I hope Niall is found out soon

----------


## Chris_2k11

I found some of the writing really poor tonight

Myra - "What are you talking about? Father Kieron's dead? can't be, no..." 

Steph - "What's happened Niall? is something wrong?"  :Roll Eyes (Sarcastic):  

then when he went to tell Myra he was her son and you just knew for a fact he wouldnt.

all very unoriginal

----------


## Katy

I did think Barry Sloane porteayed evil very well though, when he was crying and that evil smile. Poor old father Keiron, 

To be honest, i did'nt even hear those lines chris shows how much i was paying attention!.

----------


## lizann

I really thought Niall was going to tell Myra last night.

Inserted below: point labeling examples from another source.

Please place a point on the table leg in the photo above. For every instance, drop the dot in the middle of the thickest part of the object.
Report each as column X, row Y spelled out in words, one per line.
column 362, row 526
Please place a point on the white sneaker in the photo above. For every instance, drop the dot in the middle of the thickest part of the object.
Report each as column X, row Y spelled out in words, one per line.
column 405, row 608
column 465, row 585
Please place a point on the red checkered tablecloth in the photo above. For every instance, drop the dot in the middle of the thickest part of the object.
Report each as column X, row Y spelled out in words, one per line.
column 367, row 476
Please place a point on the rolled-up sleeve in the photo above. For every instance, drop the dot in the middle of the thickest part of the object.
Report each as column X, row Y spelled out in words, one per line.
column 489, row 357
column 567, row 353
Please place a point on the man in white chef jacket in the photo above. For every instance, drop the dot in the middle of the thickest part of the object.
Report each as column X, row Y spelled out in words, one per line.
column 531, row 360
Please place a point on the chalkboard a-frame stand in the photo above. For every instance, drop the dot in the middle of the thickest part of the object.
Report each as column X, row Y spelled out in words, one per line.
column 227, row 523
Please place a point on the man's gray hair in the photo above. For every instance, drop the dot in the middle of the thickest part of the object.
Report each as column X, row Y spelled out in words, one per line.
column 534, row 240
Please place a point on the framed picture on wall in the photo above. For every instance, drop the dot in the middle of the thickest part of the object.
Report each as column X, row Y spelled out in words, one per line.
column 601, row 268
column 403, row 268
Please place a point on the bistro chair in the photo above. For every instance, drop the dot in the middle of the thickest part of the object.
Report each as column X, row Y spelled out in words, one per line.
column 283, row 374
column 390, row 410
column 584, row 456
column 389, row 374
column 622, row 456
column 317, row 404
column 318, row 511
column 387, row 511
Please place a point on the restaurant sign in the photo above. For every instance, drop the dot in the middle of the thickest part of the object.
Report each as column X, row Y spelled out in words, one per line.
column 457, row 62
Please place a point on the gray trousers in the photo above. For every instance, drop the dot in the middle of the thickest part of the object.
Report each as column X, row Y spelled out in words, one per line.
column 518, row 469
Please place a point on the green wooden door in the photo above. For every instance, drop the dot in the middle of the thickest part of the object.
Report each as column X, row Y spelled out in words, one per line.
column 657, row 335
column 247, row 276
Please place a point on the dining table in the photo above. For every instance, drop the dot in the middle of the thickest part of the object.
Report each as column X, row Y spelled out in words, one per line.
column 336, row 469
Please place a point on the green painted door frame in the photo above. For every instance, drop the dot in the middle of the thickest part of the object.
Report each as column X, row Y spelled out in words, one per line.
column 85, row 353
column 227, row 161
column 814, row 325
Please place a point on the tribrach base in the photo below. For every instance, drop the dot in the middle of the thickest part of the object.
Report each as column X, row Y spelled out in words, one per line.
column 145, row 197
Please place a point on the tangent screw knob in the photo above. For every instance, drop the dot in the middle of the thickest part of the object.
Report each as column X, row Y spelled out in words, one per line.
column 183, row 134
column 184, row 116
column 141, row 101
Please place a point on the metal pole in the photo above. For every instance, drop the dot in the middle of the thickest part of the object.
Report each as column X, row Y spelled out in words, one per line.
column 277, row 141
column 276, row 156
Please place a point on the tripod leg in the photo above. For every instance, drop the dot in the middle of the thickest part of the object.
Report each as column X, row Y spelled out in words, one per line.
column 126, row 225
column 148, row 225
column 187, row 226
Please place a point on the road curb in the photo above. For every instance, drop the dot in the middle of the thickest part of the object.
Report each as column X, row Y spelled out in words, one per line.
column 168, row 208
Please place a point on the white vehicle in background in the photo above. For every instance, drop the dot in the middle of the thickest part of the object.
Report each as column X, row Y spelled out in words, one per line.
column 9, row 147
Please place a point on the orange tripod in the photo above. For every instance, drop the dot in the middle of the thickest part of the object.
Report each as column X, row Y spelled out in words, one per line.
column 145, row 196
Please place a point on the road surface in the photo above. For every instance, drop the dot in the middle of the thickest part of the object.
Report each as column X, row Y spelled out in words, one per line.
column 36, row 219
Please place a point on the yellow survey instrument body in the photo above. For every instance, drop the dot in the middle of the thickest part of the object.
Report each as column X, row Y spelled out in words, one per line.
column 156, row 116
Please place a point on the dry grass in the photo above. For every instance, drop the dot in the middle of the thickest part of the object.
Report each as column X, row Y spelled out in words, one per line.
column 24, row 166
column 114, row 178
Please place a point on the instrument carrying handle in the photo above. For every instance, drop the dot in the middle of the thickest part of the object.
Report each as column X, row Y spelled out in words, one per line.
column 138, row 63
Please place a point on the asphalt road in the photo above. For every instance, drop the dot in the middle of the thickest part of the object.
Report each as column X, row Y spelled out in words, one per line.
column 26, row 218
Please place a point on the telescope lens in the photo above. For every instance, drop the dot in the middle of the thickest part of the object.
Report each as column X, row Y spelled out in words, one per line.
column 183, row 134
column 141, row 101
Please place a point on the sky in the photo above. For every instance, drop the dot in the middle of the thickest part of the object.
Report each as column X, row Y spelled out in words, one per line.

I agree the actor who plays Niall is doing a brillant job.

----------


## di marco

thought yesterdays epi was a bit boring tbh

----------


## *-Rooney-*

im looking forward to the reaction when both malachy and chris find out about each other. when chris finds out that malachy is HIV positive that also puts him at risk due to his one night stand with malachy's girlfriend mercedes, and malachy is bound to feel guilty for infecting two people (one of which being his own brother)

----------


## tammyy2j

Did Malachy tell Mercedes about the HIV?

I must admit i'm liking Mercedes with Malachy.

Is there something brewing between Elliot and Hannah?  :Ponder:

----------


## *-Rooney-*

> Did Malachy tell Mercedes about the HIV?
> 
> I must admit i'm liking Mercedes with Malachy.
> 
> Is there something brewing between Elliot and Hannah?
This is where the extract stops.